Late this past Summer Oxford Studies in Western Esotericism published Claudie Massicotte’s Helene Smith: Occultism and the Discovery of the Unconscious. The posted description says:
In 1896, a young Genevan medium named Hélène Smith perceived in trance the following words from a Martian inhabitant: “michma michtmon mimini thouainenm mimatchineg.” Those attending her séance dutifully transcribed these words and the event marked the beginning of a series of occult experiences that transported her to the red planet. In her state of trance, Smith came to produce foreign conversations, a new alphabet, and paintings of the Martian surroundings that captured the popular and scientific imagination of Geneva. Alongside her Martian travels, she also retrieved memories of her past lives as a fifteenth-century “Hindoo” princess and as Queen Marie Antoinette.

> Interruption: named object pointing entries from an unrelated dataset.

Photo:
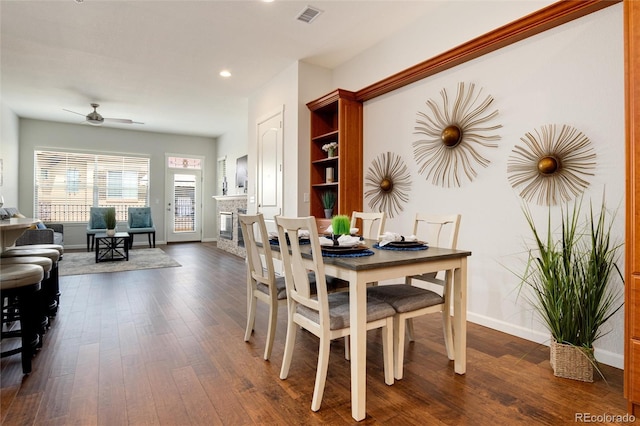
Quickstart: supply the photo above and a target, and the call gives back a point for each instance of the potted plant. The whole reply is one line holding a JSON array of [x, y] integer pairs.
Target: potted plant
[[328, 202], [330, 149], [571, 277], [110, 221]]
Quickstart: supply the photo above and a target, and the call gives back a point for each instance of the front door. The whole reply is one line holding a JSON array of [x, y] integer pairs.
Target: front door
[[184, 205], [269, 179]]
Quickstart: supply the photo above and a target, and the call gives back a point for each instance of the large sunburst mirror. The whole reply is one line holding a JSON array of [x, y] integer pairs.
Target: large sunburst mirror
[[453, 136], [553, 164], [389, 181]]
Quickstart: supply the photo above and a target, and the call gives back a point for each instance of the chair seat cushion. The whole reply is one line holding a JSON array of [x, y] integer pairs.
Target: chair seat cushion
[[280, 286], [339, 311], [405, 298]]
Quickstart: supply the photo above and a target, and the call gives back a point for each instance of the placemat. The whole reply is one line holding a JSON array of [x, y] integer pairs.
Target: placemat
[[376, 245]]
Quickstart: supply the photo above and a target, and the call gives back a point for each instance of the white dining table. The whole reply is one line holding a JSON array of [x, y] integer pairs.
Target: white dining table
[[392, 264]]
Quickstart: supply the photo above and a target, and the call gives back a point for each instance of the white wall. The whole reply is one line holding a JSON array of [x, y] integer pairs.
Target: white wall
[[9, 155], [233, 144], [45, 134], [571, 75], [293, 88]]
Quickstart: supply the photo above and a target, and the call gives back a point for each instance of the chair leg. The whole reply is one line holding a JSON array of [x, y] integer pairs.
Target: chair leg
[[290, 342], [410, 329], [387, 351], [398, 346], [321, 373], [448, 333], [347, 348], [271, 330], [251, 315]]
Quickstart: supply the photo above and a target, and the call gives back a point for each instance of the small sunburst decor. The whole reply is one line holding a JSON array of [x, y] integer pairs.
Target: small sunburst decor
[[453, 136], [552, 165], [389, 180]]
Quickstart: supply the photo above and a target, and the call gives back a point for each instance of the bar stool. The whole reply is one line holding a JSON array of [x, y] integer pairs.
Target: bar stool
[[22, 283], [45, 305], [51, 285]]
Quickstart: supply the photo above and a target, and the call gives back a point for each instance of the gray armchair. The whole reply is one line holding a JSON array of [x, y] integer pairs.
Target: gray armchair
[[141, 222], [96, 224]]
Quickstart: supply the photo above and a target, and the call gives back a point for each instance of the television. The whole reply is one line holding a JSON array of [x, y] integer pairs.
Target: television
[[241, 172]]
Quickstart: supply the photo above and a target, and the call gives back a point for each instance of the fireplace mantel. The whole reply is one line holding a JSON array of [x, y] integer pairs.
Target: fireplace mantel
[[232, 204]]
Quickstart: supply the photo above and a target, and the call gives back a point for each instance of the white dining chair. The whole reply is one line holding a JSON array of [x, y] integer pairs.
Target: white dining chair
[[371, 224], [262, 282], [325, 315], [411, 300]]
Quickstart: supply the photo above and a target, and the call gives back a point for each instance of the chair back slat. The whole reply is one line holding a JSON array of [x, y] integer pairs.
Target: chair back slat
[[259, 259], [296, 271]]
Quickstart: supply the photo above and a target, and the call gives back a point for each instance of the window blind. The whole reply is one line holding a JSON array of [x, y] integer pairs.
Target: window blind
[[68, 184]]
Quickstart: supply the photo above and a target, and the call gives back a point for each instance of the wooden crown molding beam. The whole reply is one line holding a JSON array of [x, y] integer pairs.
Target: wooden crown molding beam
[[556, 14]]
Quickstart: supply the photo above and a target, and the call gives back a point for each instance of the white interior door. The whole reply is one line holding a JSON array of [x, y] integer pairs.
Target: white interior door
[[269, 179], [184, 205]]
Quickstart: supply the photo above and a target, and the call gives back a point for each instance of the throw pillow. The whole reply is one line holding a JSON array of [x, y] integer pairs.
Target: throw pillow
[[97, 220]]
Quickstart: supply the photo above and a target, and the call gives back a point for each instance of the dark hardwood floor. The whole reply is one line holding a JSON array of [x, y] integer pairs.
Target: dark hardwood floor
[[165, 346]]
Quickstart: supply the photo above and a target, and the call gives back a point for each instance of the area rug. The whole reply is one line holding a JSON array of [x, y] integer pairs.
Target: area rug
[[85, 263]]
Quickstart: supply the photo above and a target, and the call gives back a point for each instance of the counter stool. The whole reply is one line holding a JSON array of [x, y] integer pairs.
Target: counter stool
[[10, 311], [51, 287], [22, 283]]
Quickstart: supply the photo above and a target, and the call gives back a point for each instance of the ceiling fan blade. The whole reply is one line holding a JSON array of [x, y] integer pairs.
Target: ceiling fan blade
[[68, 110], [122, 120]]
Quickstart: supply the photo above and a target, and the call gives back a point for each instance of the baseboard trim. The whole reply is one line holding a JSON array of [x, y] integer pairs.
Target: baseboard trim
[[602, 355]]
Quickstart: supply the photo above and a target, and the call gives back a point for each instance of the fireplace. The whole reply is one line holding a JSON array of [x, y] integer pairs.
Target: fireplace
[[226, 225], [239, 229]]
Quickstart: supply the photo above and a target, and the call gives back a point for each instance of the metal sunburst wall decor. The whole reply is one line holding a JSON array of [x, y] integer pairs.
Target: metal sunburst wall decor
[[389, 180], [453, 136], [552, 165]]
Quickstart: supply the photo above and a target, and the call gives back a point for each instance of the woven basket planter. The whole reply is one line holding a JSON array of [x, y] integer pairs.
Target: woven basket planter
[[571, 362]]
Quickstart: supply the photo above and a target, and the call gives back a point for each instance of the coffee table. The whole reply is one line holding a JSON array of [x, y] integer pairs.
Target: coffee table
[[112, 248]]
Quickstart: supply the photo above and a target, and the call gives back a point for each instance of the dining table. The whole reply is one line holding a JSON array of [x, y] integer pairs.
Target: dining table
[[382, 265]]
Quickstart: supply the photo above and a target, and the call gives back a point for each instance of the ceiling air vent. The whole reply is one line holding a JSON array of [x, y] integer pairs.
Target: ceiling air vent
[[308, 14]]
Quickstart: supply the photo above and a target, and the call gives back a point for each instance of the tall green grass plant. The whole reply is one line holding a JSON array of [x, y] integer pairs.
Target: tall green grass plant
[[572, 275]]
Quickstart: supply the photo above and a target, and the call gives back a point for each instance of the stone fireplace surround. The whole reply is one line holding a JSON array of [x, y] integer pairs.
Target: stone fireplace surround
[[231, 203]]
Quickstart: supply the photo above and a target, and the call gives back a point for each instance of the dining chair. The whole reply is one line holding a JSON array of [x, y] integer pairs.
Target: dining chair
[[262, 282], [410, 300], [325, 314], [372, 224]]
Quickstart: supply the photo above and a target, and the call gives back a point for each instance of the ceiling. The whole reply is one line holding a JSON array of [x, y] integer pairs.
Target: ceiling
[[157, 62]]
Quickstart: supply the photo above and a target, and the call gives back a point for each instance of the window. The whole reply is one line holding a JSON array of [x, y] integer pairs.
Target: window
[[68, 184]]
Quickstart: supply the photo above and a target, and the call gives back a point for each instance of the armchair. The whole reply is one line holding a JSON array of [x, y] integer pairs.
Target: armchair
[[96, 224], [141, 222]]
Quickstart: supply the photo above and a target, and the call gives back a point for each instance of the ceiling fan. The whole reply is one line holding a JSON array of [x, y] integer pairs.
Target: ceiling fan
[[95, 119]]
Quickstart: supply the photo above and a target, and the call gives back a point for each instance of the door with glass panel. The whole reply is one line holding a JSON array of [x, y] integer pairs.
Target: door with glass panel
[[184, 202]]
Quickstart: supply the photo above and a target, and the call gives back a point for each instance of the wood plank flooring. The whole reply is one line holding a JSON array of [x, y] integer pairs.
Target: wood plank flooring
[[165, 346]]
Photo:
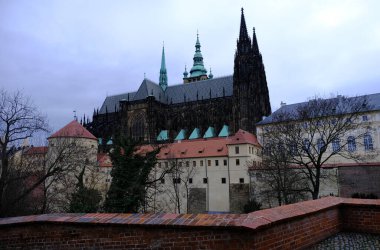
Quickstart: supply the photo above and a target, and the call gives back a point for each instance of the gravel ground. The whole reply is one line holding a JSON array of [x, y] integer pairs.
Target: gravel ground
[[345, 240]]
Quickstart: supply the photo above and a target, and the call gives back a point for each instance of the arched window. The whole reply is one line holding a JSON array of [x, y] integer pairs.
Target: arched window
[[336, 145], [368, 143], [351, 143], [138, 128]]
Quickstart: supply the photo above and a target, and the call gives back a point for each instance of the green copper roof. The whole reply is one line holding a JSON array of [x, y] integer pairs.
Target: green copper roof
[[224, 132], [198, 68], [163, 81], [195, 134], [181, 135], [210, 133], [163, 136]]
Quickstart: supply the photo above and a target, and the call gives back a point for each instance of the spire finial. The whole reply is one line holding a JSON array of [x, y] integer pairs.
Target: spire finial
[[163, 80]]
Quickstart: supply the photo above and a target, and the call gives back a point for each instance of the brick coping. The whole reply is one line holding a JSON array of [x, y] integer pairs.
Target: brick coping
[[251, 221]]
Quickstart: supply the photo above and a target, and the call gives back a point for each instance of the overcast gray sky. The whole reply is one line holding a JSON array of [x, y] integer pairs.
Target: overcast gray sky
[[70, 54]]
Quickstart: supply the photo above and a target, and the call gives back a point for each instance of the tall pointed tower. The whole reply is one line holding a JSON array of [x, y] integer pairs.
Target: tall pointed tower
[[163, 81], [198, 71], [250, 90]]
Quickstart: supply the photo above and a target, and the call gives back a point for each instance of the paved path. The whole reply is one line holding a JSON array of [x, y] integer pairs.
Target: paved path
[[351, 241]]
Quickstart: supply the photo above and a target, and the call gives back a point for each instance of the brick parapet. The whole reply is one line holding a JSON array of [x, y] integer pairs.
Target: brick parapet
[[293, 226]]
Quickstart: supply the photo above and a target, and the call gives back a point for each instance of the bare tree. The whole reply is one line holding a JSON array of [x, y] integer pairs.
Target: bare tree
[[307, 135], [19, 120]]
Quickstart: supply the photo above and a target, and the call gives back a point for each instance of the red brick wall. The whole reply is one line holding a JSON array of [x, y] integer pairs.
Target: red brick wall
[[294, 226]]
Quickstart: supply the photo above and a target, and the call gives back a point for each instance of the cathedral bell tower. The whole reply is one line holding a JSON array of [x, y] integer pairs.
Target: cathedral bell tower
[[250, 90]]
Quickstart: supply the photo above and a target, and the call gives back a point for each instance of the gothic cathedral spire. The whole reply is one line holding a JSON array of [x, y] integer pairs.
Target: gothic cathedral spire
[[163, 81], [250, 90]]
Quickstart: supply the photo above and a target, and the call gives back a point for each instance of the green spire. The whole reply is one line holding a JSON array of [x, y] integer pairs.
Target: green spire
[[198, 68], [163, 81]]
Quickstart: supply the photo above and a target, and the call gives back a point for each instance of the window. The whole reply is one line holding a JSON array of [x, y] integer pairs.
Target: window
[[306, 145], [368, 143], [336, 145], [321, 145], [351, 143]]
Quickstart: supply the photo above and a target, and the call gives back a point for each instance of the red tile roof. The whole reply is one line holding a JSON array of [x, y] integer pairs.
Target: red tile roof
[[36, 150], [74, 130], [212, 147]]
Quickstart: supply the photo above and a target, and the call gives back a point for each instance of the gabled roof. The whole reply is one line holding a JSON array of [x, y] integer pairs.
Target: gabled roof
[[36, 151], [73, 130], [201, 90], [373, 102]]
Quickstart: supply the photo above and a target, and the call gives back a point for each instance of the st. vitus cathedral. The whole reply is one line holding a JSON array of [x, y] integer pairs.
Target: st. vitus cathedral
[[167, 112]]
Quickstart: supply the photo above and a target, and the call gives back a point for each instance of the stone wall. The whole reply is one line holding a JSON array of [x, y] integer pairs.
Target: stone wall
[[197, 200], [295, 226], [359, 179], [239, 196]]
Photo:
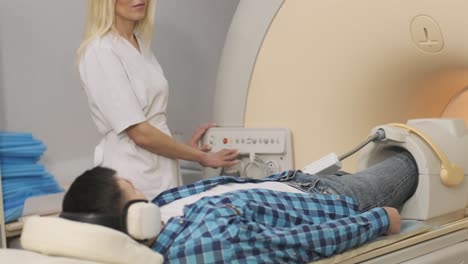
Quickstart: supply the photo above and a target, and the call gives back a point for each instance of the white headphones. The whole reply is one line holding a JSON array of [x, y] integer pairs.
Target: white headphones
[[140, 219]]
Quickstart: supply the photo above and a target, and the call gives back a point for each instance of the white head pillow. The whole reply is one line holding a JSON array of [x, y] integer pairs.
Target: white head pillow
[[143, 220], [66, 238]]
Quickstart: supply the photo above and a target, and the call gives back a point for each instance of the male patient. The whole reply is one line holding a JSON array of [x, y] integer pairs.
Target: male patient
[[289, 217]]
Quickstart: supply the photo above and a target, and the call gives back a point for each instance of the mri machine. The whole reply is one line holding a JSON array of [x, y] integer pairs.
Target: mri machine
[[330, 72], [333, 71]]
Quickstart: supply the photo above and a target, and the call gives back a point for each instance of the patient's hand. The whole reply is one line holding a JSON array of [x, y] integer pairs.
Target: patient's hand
[[395, 220]]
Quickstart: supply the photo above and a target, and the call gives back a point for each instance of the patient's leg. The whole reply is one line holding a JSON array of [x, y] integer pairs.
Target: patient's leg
[[388, 183]]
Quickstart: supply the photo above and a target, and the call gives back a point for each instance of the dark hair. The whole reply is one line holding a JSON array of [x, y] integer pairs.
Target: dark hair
[[94, 191]]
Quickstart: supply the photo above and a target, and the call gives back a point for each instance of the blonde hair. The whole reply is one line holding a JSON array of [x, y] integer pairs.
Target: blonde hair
[[100, 20]]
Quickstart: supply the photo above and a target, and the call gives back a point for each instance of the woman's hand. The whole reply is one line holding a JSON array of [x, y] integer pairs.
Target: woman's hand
[[222, 158], [197, 136], [395, 221]]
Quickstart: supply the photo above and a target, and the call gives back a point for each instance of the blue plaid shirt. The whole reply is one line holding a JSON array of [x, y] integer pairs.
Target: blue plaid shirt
[[263, 226]]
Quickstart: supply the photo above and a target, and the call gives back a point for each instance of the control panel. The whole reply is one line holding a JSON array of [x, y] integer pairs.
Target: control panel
[[263, 151]]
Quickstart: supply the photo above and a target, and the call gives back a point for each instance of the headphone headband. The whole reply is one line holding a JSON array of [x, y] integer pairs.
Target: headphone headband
[[111, 221]]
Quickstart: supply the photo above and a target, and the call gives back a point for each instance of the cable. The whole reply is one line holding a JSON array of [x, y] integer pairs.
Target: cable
[[379, 135]]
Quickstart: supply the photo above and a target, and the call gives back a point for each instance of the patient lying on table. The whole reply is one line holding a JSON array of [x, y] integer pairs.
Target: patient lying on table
[[289, 217]]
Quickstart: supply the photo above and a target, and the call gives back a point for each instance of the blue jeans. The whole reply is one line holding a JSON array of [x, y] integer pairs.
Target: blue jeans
[[388, 183]]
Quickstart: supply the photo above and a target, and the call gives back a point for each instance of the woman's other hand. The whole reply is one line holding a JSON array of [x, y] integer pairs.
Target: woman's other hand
[[197, 136]]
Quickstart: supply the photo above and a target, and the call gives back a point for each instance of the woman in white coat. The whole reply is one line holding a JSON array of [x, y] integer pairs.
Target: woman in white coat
[[127, 95]]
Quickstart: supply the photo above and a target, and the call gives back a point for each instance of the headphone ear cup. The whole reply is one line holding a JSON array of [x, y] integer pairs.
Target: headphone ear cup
[[143, 220]]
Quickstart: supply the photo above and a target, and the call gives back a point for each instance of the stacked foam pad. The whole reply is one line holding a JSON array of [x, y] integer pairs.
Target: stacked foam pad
[[22, 176]]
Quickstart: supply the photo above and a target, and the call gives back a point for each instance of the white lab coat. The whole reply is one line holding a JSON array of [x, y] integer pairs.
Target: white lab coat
[[124, 88]]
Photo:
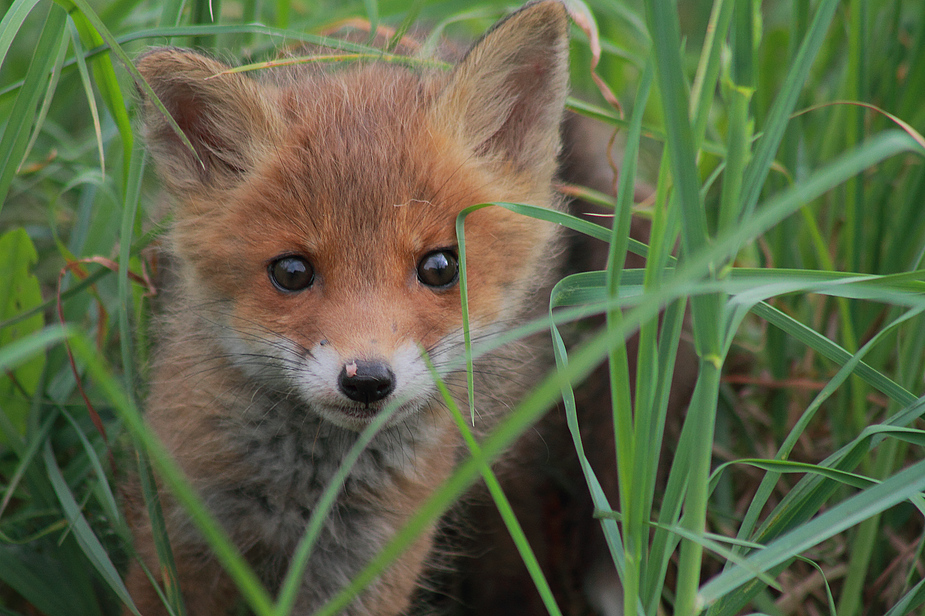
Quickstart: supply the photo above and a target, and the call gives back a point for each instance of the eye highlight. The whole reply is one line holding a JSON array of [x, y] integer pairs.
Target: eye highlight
[[291, 274], [439, 269]]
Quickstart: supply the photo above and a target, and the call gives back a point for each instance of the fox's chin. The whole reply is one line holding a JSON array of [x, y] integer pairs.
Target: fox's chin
[[357, 417]]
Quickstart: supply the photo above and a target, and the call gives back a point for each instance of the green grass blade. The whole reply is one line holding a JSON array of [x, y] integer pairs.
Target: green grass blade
[[898, 488], [15, 137]]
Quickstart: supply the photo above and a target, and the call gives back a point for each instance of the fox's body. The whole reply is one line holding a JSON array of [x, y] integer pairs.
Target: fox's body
[[312, 258]]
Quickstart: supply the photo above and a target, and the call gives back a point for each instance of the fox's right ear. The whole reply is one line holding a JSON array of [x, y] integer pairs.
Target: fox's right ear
[[229, 119]]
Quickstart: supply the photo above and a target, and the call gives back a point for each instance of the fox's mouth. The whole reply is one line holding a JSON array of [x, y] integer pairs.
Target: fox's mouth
[[359, 416]]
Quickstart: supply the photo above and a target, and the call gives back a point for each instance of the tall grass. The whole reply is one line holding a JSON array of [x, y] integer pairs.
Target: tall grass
[[781, 140]]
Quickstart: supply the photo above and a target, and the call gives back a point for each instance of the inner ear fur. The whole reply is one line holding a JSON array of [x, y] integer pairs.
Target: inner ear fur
[[229, 119], [507, 96]]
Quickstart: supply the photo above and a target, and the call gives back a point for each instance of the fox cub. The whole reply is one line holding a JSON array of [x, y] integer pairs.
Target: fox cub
[[312, 256]]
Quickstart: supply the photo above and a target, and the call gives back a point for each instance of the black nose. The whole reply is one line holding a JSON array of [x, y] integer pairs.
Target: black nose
[[366, 381]]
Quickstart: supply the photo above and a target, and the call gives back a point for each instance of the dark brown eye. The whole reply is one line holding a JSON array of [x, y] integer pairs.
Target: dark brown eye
[[439, 269], [291, 274]]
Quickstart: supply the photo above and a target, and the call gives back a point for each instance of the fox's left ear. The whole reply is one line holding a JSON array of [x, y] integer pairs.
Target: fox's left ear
[[507, 96]]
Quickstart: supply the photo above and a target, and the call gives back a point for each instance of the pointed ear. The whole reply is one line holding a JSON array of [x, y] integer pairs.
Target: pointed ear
[[507, 95], [229, 119]]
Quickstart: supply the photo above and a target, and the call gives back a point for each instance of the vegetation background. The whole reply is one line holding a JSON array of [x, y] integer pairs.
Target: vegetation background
[[781, 137]]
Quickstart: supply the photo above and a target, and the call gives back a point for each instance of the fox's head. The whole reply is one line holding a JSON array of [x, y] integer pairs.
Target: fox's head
[[315, 227]]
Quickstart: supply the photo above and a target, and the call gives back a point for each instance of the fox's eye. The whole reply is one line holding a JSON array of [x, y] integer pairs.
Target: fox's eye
[[439, 269], [291, 273]]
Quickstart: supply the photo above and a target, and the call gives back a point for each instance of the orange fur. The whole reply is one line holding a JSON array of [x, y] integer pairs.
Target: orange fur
[[358, 175]]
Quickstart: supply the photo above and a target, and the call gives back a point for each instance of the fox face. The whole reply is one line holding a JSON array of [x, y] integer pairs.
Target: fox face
[[313, 269], [315, 225]]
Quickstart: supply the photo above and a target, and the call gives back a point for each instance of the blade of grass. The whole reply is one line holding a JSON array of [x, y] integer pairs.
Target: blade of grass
[[16, 134]]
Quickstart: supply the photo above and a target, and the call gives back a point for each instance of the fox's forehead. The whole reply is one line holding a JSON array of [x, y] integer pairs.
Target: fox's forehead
[[362, 156]]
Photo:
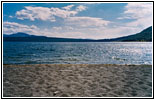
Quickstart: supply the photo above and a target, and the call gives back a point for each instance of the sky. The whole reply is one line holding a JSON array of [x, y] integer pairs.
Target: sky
[[77, 20]]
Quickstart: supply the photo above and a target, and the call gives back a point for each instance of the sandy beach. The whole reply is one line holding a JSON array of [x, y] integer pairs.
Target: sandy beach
[[77, 80]]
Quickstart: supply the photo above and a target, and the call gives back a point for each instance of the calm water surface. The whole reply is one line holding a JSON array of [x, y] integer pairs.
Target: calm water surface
[[77, 53]]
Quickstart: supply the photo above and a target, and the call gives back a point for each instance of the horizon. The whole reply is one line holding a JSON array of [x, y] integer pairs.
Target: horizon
[[77, 20]]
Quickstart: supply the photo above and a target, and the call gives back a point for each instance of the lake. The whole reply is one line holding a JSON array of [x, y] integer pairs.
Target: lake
[[77, 53]]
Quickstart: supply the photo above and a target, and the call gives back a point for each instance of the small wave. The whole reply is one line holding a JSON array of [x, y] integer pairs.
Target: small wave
[[116, 58]]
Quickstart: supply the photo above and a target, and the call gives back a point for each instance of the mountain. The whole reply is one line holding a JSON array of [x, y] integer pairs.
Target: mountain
[[145, 35], [19, 34]]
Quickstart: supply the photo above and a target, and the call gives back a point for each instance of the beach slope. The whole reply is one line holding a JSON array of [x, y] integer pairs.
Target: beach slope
[[77, 80]]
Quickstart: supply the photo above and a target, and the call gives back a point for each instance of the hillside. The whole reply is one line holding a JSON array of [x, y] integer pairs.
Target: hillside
[[145, 35]]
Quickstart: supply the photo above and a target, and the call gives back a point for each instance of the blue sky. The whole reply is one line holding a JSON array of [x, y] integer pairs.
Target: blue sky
[[77, 20]]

Today, Smith’s séances may appear to be nothing more than eccentric practices at the margins of modernity. As author Claudie Massicotte argues, however, the medium came to embody the extreme possibilities of a new form of subjectivity, with her séances becoming important loci for pioneering authors’ discoveries in psychology, linguistics, and the arts. Through analyses of archival documents, correspondences, and publications on the medium, Massicotte sheds light on the role of women in the construction of turn-of-the-century psychological discourses, showing how Smith challenged traditional representations of female patients as powerless victims and passive objects of powerful doctors. She shows how the medium became the site of conflicting theories about subjectivity—specifically one’s relationship to embodiment, desire, language, art, and madness—while unleashing a radical form of creativity that troubled existing paradigms of modern sciences. Massicotte skillfully retraces the story of this prolific figure and the authors, scientists, and artists she inspired in order to bring to light a forgotten chapter in modern intellectual history.